Saturday, February 20, 2016
My Writing Process: Reaching Critical Mass
What is critical mass? According to dictionary.com, the term has its origins in physics: In other words, once you reach critical mass, the reaction is self-sustaining. It doesn't need any more fuel. It basically runs on its own without any outside interference.
Books reach critical mass. Books I'm reading and books I'm writing. Or at least I hope a book I'm reading does. I've read stories that ran out of gas partway there. I usually finished them anyway because, well, that's what I do. But a great book has a point at which something happens. An event, a change, a major revelation--something. At that point, the reaction between reader and book is self-sustaining and I better hope I don't have any pressing engagements because I'm going to jettison everything I can in order to keep reading until the end.

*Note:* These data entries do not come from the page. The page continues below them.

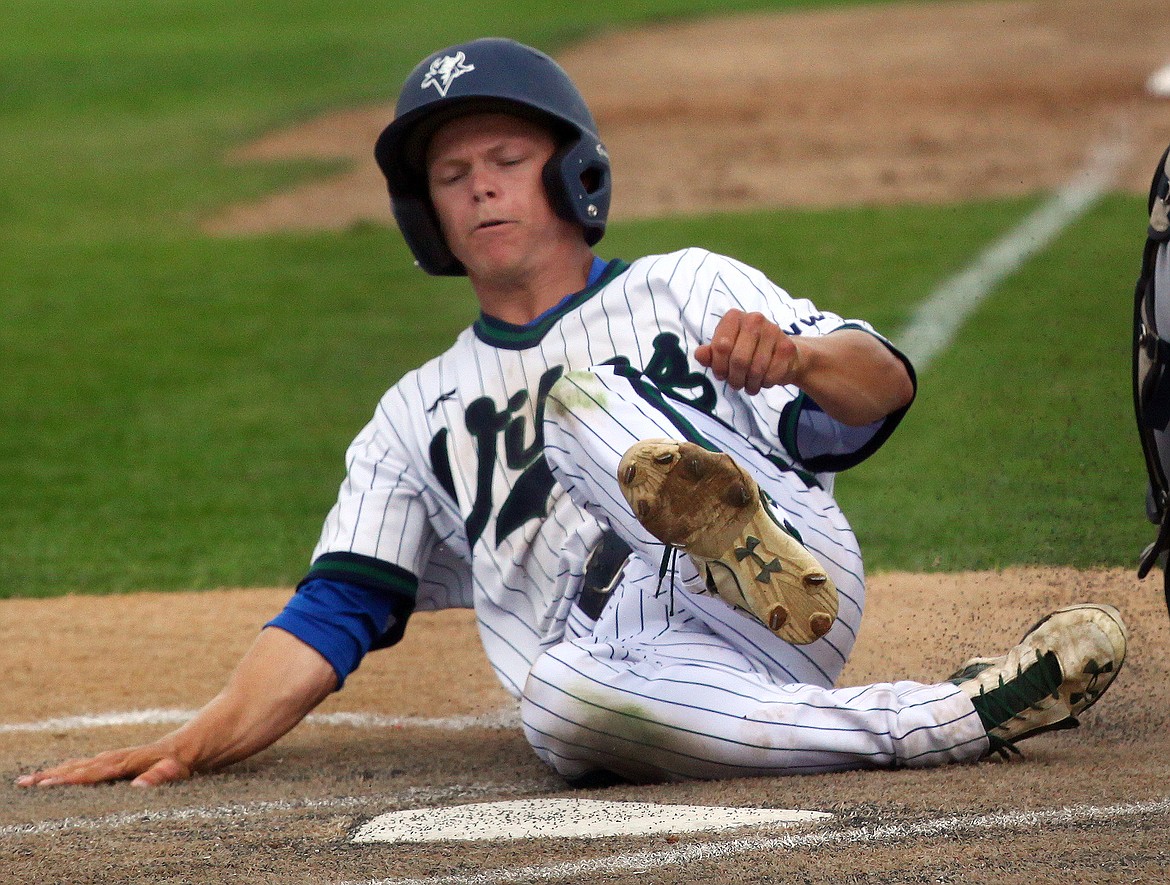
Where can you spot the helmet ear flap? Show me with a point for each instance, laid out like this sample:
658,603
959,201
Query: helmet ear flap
579,186
420,228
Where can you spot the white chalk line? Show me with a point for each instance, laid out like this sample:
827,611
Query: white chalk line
941,315
709,851
406,798
503,718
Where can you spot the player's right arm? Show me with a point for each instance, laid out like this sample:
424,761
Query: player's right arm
275,685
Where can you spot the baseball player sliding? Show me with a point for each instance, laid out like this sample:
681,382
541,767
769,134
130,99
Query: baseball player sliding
626,470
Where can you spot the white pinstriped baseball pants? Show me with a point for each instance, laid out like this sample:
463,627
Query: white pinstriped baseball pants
670,685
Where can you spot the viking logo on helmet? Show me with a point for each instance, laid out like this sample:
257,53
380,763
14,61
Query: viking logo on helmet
444,71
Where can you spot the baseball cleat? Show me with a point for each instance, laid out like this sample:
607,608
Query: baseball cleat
1060,669
706,505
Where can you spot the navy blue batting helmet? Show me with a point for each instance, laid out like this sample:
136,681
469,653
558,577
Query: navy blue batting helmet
491,74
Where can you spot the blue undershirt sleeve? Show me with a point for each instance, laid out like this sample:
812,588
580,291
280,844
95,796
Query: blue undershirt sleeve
344,621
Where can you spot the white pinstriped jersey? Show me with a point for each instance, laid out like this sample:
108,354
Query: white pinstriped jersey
448,481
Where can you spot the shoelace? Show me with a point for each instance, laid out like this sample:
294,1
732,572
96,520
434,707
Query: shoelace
669,562
1026,691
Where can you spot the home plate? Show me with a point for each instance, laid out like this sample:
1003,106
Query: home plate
568,818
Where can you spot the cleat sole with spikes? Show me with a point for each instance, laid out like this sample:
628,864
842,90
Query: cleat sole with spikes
703,503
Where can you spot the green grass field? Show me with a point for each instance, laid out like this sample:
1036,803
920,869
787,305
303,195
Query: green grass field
174,407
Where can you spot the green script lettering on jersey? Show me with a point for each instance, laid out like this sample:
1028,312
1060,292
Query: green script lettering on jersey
668,369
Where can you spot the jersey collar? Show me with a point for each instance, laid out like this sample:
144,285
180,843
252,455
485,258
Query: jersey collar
509,336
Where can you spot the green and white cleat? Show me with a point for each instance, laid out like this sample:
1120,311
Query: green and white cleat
706,505
1059,670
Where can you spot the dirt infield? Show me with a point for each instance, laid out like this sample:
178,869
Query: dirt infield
921,102
287,815
928,103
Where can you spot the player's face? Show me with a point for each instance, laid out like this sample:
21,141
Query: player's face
484,177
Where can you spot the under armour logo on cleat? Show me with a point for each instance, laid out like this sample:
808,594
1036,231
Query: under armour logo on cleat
765,568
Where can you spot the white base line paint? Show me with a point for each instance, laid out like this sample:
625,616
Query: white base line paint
503,718
940,316
235,811
566,818
969,825
1158,84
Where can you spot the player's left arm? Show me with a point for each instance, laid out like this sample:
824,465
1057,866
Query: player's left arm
848,372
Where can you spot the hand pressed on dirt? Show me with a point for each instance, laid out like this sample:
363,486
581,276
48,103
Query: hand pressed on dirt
148,766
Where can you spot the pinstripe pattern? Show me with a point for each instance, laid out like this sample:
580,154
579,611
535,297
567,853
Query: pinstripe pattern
451,481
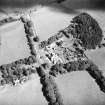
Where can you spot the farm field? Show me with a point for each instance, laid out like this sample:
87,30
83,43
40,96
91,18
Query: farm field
48,23
13,43
76,88
27,94
79,86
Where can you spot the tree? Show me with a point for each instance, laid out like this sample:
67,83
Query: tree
87,30
36,39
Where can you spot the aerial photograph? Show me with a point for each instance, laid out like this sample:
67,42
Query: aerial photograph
52,52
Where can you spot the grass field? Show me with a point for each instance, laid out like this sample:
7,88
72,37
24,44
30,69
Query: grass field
13,43
27,94
78,88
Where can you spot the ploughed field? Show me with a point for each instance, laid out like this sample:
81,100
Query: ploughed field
50,62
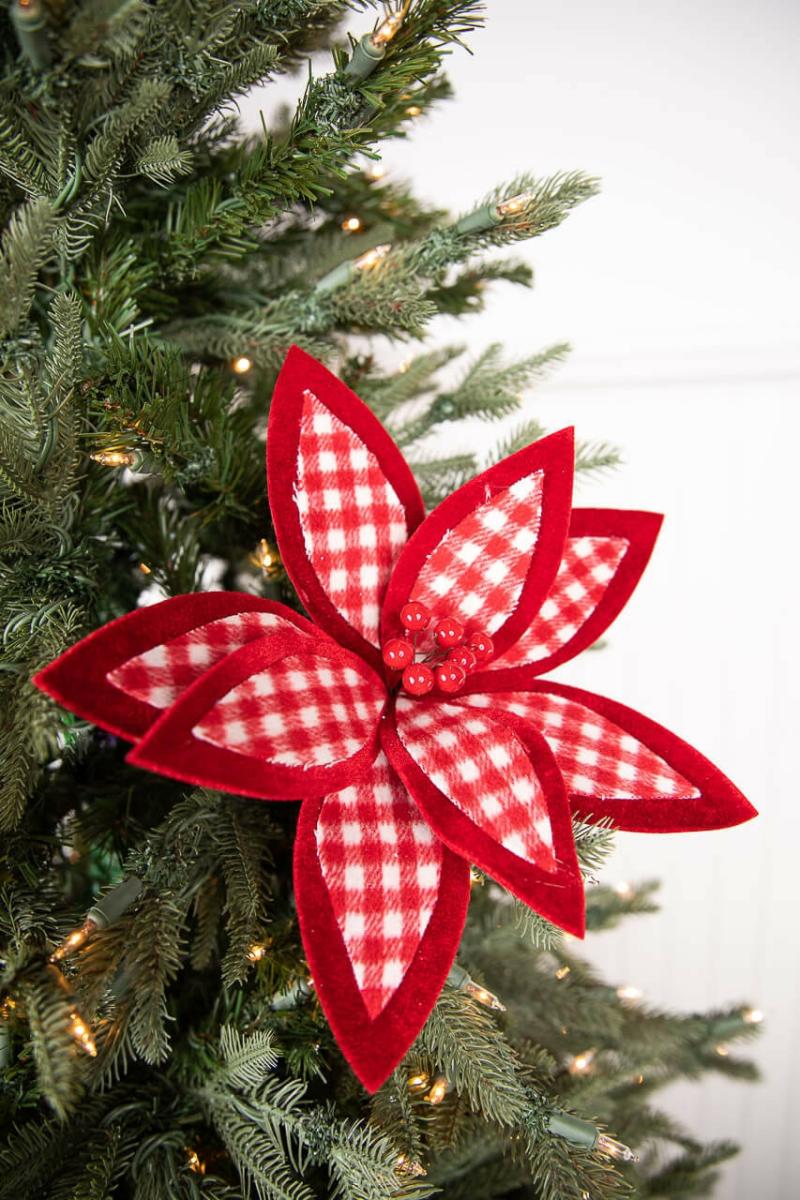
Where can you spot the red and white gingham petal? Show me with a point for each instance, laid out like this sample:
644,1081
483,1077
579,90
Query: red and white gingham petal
160,675
482,767
603,558
126,673
588,567
383,868
353,521
489,552
300,711
596,757
477,570
343,501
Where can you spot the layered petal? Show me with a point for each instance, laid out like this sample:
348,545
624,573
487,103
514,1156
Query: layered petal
494,795
382,906
343,499
603,558
284,717
489,552
619,765
125,675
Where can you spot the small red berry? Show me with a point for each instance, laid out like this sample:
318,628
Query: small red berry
397,653
449,633
450,677
464,658
415,616
417,679
481,646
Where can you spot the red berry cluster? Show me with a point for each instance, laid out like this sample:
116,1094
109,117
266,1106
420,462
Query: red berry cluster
462,652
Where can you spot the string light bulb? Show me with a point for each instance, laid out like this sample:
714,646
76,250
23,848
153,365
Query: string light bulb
389,27
73,941
194,1162
611,1147
371,49
589,1137
463,982
439,1089
405,1165
344,271
115,457
104,912
80,1032
515,204
266,558
372,258
494,213
630,995
582,1063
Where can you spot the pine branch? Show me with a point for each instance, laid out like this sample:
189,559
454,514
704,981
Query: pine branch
48,1009
26,244
465,1043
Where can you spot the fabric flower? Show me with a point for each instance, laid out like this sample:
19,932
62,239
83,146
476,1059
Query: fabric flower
409,771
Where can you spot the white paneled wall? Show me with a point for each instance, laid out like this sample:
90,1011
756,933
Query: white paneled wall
678,289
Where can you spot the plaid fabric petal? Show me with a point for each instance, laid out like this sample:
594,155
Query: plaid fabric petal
383,868
482,767
160,675
588,567
353,521
477,570
596,757
301,711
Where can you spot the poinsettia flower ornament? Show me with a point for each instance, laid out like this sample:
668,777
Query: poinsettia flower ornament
409,713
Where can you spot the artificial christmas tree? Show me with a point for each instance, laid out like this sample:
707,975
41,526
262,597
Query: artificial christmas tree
158,999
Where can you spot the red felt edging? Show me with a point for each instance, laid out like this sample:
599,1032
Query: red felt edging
78,678
373,1047
300,373
558,895
639,529
170,748
719,805
554,456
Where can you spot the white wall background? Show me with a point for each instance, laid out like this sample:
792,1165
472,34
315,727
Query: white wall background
678,289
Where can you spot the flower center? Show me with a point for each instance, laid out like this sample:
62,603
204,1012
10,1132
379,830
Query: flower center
449,652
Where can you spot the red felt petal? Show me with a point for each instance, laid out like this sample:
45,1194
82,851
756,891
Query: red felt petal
618,763
489,552
603,558
343,499
382,906
284,717
124,675
495,797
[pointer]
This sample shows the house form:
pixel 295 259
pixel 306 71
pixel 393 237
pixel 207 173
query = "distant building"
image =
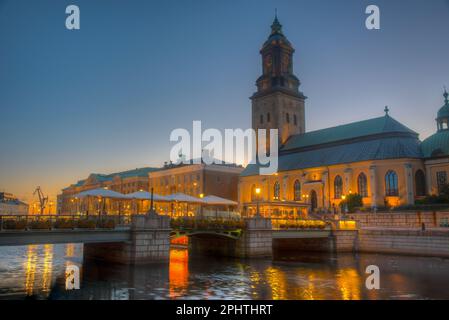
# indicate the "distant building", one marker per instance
pixel 380 159
pixel 11 205
pixel 124 182
pixel 197 179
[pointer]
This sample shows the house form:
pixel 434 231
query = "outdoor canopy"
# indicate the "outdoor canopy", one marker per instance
pixel 145 195
pixel 214 200
pixel 102 193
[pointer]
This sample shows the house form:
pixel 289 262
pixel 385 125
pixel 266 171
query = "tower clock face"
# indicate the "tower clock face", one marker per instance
pixel 268 62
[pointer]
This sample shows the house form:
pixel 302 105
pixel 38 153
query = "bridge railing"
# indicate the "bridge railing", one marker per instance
pixel 61 222
pixel 207 223
pixel 298 224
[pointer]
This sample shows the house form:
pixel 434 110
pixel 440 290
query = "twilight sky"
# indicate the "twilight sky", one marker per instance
pixel 105 98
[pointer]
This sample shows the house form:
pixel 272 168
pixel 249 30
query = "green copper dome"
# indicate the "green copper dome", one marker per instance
pixel 436 145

I've found that the same thing happens as a writer. It's not always at the same point in the story, but somewhere along the lines, I get captured in the interplay of the characters and the ball starts rolling toward the conclusion and I neither can nor want to stop it. I'm at that point in my new Shalan adventure. I'd been tinkering with it and making some small progress in figuring out the arc to the finish. But something just seemed to be missing.
Then a couple days ago, I went back and looked for what it was that was off. I realized there was a gaping hole in the plot that made Harry's journey back to wholeness ring false. It was too easy. He was broken and then, almost overnight, he was better. It just didn't feel right. So I set about filling the hole. In the process I created a new character who will help lead him out of his personal abyss. This new relationship will add a depth of resonance to the story that just wasn't there. It makes all the difference.
Now that this plot element is clearing up, I'm ready to finish the book. I now have all the players in place. As a result, as opposed to how it is before I reach this point in the writing and sometimes have to talk myself into sitting down to write, now I look at my daily schedule as things I have to get out of the way (kind of like this blog post) in order to have time to write. And that's how I'll be until I get the rough draft finished, at which point I'll be able to take a few days to step away before going back to work on draft #2.
But until then, if you're my friend in real life, just be prepared for me to be making excuses when you invite me to do something. I'm sorry, but I can't--I'm busy writing.